Николас приподнял одну бровь:
— Вряд ли у вас возникала потребность обрести подобное умение?
— Наоборот. Временами мы с папой были на мели и тогда не могли позволить такую роскошь, как слуги.
— Это вряд ли относится к недавнему времени. Меня не проведешь — как бы просты ни были платья, которые вы носите, я по опыту знаю, что чем скромнее фасон, тем выше цена. Из всего вы выбираете самое лучшее — платья, шали, шляпки и даже ваши маленькие сапожки, если я не ошибаюсь, сделаны из лайки.
— Что вы, месье, скажите на милость, понимаете в дамских нарядах и в том, сколько они могут стоить?
— Наверное, я в этом разбираюсь не меньше вашего. Не сомневайтесь, я многие годы расплачивался за всякую всячину, уже не говоря о том, что мне приходилось выкладывать немало денег на портних и модисток, когда дама, скажем, приходилась мне близкой знакомой.
— Я так понимаю, что вы имеете в виду своих любовниц. — Серена решила не показывать, насколько она шокирована, и игнорировать нелепый приступ ревности. — Естественно. Моя одежда сшита в Париже, а это значит, что вы в ней не очень разбираетесь.
Николас вспомнил колкость относительно покровителя, которую Серена отпустила раньше. А что, если она говорит вполне серьезно? От этой мысли ему стало не по себе.
— Наоборот, мадемуазель, — язвительно ответил Николас, — я довольно состоятелен и настаиваю на том, чтобы дама, находящаяся под моим покровительством, носила самое лучшее. И разбираюсь в последней моде достаточно хорошо, чтобы сказать, что, судя по одежде, худшие времена для вас уже позади.

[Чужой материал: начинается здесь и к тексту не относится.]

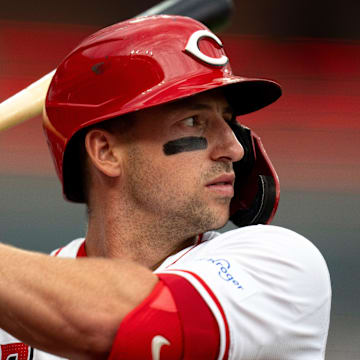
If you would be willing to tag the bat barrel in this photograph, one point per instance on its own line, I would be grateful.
(213, 13)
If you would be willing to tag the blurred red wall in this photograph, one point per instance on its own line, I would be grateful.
(312, 133)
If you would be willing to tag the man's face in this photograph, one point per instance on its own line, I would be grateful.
(178, 167)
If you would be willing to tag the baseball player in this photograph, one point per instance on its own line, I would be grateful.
(142, 121)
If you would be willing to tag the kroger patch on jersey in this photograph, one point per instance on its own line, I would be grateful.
(224, 272)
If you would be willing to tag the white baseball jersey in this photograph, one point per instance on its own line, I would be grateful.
(267, 287)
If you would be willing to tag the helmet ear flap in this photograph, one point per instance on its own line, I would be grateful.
(257, 188)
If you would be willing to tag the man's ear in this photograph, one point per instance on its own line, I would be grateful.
(102, 151)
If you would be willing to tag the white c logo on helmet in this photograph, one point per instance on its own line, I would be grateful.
(192, 47)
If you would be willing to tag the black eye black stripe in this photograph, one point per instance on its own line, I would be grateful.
(189, 143)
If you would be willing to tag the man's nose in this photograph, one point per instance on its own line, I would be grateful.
(228, 146)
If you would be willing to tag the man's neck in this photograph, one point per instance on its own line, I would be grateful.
(146, 245)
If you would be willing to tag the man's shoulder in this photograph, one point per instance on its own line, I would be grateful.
(259, 238)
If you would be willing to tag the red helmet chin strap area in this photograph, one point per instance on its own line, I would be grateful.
(257, 187)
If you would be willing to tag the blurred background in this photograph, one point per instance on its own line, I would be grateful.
(312, 133)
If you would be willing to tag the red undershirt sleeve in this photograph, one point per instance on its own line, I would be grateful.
(173, 322)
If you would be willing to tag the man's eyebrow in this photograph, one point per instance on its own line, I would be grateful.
(199, 106)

Резкий тон его голоса насторожил Серену, она посмотрела ему в глаза:
— Вы считаете, что мою одежду оплатил мужчина?
— Я оказался прав?
Он говорил беззаботно, но Серена поняла его правильно.

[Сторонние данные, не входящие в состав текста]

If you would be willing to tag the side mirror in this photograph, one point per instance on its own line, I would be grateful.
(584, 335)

— Да. — Она ждала, но Николас ничего не ответил, а только смотрел на нее так, что ей показалось, будто он проникает в ее самые сокровенные думы. — Николас, только, ради бога, не делайте такое суровое лицо. Я имела в виду своего отца.
Николас почувствовал огромное облегчение, но ему удалось скрыть это.
— Что ж, он, должно быть, давал вам щедрые карманные деньги. — Серена не удостоила его ответом. — Вы все еще тоскуете по нему? — спросил Николас после краткой паузы уже более мягким тоном.
— Разумеется. Мы были очень близки. Разве вы не скучаете по родителям?
— Мы говорим о разных вещах, — иронично ответил он. — Ребенком я видел слуг чаще, чем своих родителей. Вне школы мною занимались разные воспитатели, но, поскольку у меня не было родных братьев и сестер, я большей частью оставался предоставленным самому себе. Точно так же прошла юность отца. У меня хватало денег для удовлетворения любого каприза, повзрослев, я мог позволить себе играть в карты и оплачивать свои амурные дела. Когда я достиг совершеннолетия, отец записал меня в свой клуб и познакомил с влиятельными друзьями. Вот почти все.